Il ne s’agit pas de crises parallèles, mais d’une seule et même histoire politique : un État pris au piège entre l’effondrement financier et l’instabilité sociale, contraint de rationner les produits de première nécessité qu’il ne peut plus fournir et craignant les troubles que toute correction pourrait engendrer.

L’eau, symbole d’un échec de gouvernance

À Qazvin, le 20 novembre, le député Rouhollah Abbaspour, s’adressant directement au président du régime, Massoud Pezeshkian, a exposé sans détour la situation de la province. Avec une réduction de 280 millions de mètres cubes de ses droits d’eau, les ménages ne peuvent même plus satisfaire leurs besoins essentiels. « Le peuple résistera », a-t-il averti.
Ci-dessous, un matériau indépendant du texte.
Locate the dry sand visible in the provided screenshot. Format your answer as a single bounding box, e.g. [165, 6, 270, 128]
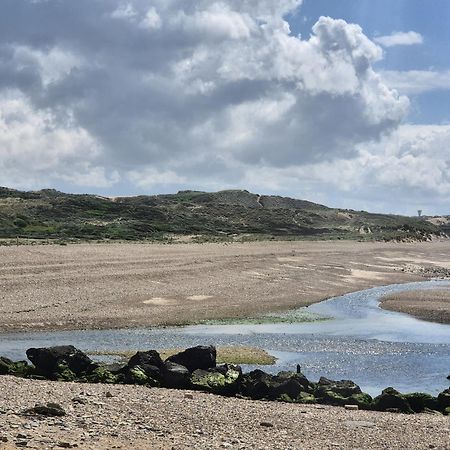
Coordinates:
[0, 377, 450, 450]
[0, 241, 450, 331]
[0, 241, 450, 450]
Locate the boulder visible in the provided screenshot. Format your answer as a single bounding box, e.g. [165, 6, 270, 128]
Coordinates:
[24, 403, 66, 417]
[166, 345, 216, 373]
[373, 387, 414, 414]
[190, 364, 242, 396]
[27, 345, 98, 379]
[316, 377, 362, 398]
[0, 356, 34, 377]
[240, 369, 273, 400]
[161, 361, 191, 389]
[437, 388, 450, 411]
[403, 392, 439, 413]
[85, 366, 122, 384]
[128, 350, 163, 369]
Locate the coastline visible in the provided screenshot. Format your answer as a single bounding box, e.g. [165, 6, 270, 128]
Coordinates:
[380, 287, 450, 324]
[0, 376, 450, 450]
[0, 240, 450, 332]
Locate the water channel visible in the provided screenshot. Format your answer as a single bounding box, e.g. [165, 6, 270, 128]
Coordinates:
[0, 281, 450, 395]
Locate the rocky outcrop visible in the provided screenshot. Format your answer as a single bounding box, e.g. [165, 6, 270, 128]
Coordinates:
[0, 346, 450, 415]
[167, 345, 217, 372]
[27, 345, 98, 381]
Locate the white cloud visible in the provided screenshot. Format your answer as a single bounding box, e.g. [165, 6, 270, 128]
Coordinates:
[0, 92, 118, 188]
[380, 70, 450, 95]
[0, 0, 442, 216]
[374, 31, 423, 47]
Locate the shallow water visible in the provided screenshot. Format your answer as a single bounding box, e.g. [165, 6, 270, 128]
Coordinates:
[0, 281, 450, 395]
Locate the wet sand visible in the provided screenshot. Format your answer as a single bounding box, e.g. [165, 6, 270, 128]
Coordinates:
[380, 288, 450, 324]
[0, 377, 450, 450]
[0, 241, 450, 331]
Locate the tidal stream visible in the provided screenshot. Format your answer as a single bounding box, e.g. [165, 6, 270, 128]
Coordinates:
[0, 281, 450, 395]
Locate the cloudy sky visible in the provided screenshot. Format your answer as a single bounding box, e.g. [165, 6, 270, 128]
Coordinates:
[0, 0, 450, 215]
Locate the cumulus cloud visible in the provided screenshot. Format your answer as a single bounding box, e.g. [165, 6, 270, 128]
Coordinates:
[4, 0, 445, 214]
[374, 31, 423, 47]
[380, 70, 450, 95]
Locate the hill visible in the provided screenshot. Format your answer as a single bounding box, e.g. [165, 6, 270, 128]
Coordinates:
[0, 187, 448, 241]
Abbaspour n’est pas un étranger à la situation. En tant qu’ancien directeur de l’Organisation de la planification et du budget, il a également admis que les prix des produits alimentaires de première nécessité avaient augmenté d’environ 100 % sur un an et que la suppression des 12 milliards de dollars restants d’aides préférentielles en devises étrangères pénaliserait avant tout les plus démunis, car la « deuxième phase » – la compensation – « n’arrivera jamais ». Son avertissement n’était pas un plaidoyer social, mais un signal adressé à ses pairs : supprimer les subventions sans protection sociale est désormais politiquement risqué.
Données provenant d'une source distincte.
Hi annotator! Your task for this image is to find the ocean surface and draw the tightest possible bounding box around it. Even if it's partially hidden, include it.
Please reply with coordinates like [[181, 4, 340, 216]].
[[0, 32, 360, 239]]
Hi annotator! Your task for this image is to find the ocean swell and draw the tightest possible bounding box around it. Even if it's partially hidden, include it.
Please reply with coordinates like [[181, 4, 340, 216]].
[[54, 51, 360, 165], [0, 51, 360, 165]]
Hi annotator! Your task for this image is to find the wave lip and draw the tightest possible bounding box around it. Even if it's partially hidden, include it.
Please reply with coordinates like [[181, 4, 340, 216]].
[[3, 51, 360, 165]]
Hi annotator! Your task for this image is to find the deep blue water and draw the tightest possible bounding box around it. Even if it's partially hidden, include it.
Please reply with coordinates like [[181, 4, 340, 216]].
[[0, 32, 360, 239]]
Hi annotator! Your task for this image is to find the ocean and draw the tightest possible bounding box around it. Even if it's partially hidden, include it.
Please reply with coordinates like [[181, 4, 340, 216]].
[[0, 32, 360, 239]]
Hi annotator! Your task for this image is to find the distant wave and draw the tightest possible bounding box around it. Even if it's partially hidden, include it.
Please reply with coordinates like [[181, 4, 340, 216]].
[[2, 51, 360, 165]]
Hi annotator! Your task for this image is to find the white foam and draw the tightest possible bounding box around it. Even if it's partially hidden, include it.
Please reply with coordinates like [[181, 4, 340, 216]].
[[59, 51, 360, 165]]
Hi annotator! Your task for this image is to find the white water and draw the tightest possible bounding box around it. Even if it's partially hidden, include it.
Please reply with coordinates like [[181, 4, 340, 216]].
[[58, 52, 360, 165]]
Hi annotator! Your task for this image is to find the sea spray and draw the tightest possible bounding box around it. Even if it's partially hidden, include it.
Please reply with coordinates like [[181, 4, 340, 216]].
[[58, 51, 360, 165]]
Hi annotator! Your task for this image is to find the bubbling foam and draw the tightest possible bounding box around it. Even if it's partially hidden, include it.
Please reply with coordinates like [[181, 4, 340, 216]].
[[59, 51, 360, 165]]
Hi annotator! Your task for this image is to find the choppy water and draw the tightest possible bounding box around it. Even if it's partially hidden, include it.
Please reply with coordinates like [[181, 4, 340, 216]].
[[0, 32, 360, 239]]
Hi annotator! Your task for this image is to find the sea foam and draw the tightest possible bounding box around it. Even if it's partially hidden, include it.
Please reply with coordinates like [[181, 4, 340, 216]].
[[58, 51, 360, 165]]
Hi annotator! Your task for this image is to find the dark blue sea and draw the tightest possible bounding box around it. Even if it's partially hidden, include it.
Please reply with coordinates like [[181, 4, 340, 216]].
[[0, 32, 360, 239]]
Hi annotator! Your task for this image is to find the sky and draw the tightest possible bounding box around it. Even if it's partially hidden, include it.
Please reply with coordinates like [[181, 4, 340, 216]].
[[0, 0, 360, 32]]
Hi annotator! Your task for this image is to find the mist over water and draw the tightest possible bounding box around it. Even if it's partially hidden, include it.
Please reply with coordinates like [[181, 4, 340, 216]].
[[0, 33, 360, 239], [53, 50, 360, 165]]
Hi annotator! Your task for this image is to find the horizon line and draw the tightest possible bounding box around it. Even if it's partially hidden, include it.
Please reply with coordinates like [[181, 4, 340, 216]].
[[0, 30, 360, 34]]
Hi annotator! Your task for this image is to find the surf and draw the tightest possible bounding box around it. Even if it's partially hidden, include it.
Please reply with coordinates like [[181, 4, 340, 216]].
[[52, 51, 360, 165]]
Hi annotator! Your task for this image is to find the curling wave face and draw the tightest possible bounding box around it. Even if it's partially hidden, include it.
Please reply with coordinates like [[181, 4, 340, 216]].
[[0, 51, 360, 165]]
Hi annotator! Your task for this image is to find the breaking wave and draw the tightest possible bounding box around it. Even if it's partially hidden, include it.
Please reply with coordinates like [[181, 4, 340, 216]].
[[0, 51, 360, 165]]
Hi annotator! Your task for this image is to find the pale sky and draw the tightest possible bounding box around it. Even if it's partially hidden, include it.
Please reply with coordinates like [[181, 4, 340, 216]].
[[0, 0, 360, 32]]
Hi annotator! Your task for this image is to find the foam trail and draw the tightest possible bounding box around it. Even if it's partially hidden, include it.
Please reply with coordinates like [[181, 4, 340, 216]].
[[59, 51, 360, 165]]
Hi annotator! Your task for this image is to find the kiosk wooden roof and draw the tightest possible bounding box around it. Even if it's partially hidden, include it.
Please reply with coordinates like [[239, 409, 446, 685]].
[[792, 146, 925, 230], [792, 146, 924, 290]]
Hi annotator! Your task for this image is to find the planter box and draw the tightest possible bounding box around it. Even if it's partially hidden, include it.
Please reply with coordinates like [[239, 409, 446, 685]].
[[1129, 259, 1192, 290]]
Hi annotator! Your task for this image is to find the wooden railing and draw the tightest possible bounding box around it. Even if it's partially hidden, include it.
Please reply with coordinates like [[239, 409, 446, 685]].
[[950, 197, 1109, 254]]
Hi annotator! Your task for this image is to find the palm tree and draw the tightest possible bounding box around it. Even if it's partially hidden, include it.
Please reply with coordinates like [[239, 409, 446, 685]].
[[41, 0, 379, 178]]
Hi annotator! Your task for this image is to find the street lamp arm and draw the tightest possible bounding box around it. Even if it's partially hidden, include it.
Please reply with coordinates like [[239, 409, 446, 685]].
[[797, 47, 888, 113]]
La dégradation de l’environnement renforce ce sentiment d’abandon. Depuis début novembre, des parties des forêts hirkaniennes, près d’Elit dans la région de Chalous, brûlent sans que l’État ne réagisse. Le vice-président a suscité l’indignation générale en qualifiant la zone de simple « prairie », minimisant ainsi la catastrophe. Ce n’est qu’après plusieurs jours de critiques que l’Organisation pour l’environnement a confirmé l’envoi de deux avions bombardiers d’eau turcs, d’un hélicoptère et de renforts. Cet aveu a mis en lumière ce que la population constate déjà : un État incapable – ou peu disposé – à protéger les écosystèmes dont dépendent des millions de personnes.
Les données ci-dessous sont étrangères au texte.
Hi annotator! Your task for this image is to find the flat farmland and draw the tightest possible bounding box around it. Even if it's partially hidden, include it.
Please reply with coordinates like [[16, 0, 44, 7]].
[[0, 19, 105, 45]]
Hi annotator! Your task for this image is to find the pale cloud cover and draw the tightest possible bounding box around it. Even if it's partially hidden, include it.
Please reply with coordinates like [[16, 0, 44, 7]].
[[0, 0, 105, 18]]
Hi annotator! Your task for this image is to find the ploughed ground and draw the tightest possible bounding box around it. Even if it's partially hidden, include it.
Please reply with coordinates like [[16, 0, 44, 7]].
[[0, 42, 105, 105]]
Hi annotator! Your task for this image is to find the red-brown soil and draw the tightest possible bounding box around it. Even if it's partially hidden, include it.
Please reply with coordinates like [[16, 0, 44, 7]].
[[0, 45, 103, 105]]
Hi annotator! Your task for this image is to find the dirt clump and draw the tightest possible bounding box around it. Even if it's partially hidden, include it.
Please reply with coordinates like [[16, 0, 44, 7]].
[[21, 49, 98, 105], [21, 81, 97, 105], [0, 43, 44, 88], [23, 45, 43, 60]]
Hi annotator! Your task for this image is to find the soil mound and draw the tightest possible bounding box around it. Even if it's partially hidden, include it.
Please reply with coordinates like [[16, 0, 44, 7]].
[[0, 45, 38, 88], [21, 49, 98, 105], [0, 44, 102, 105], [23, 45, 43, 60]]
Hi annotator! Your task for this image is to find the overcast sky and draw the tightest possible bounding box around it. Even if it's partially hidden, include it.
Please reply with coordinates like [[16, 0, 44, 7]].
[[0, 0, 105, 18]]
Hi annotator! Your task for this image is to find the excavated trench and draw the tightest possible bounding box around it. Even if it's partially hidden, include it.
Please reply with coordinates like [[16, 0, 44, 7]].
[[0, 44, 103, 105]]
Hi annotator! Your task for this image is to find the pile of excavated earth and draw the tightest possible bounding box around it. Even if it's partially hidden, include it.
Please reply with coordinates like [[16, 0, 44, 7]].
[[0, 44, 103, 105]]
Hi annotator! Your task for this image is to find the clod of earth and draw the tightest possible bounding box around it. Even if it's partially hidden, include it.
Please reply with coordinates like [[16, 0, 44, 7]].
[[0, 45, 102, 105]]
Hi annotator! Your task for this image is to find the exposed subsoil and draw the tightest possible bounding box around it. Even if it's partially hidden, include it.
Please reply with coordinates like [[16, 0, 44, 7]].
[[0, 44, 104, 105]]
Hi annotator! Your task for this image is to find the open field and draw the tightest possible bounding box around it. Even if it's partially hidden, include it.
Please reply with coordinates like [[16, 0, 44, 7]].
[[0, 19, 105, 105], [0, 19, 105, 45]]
Carburant, files d’attente et enjeux politiques liés aux prix

La crise du carburant révèle une impasse encore plus profonde. Le système de rationnement à deux niveaux en Iran (60 litres à 1 500 tomans et 100 litres à 3 000 tomans) est devenu intenable. La production nationale est estimée cette année à environ 107 millions de litres par jour, tandis que la consommation a dépassé les 127 millions. Le Parlement lui-même admet désormais qu’il est nécessaire d’importer quotidiennement au moins 20 millions de litres, une dépense qui ampute de plusieurs milliards de dollars un budget déjà déficitaire.

Le 19 novembre, le ministre du Pétrole a reconnu que ces importations pesaient lourdement sur le budget et a confirmé qu’un groupe de travail conjoint économique et sécuritaire travaillait désormais à l’élaboration de la politique des carburants. Selon l’agence Mehr, des experts proches du régime présentent le nouveau troisième tarif de l’essence – appliqué via les cartes de fidélité – comme une première étape vers un « réalisme » progressif des prix, tout en avertissant explicitement que des hausses soudaines pourraient provoquer un choc social. L’implication des services de sécurité dans la conception des subventions témoigne d’une crainte des réactions de la population, et non d’une confiance dans les réformes.

Pour un système hanté par le souvenir de novembre 2019, il s’agit moins d’une innovation politique que d’une tentative de faire discrètement grimper les prix, en espérant éviter toute explosion.

Pénurie et coercition

Face à la montée des pressions économiques, le ton politique se durcit. Les autorités judiciaires et sécuritaires présentent de plus en plus toute protestation contre les prix, les salaires ou les pénuries comme une menace à « l’ordre », promettant d’identifier et de punir les « perturbateurs ». Ces avertissements accompagnent les débats sur les subventions et les carburants avec la même prévisibilité que l’inflation.

Au sein de l’establishment technocratique, la critique se fait tout aussi coercitive. La mise en garde d’Abbaspour contre la suppression des changes préférentiels n’était pas un plaidoyer pour la protection sociale. C’était un rappel que la suppression des subventions sans compensation est un signe de faiblesse. Les données officielles, et même les analyses proches du régime, tendent à minimiser la gravité de la crise, mais même les chiffres édulcorés révèlent un mélange explosif de pénurie et de colère.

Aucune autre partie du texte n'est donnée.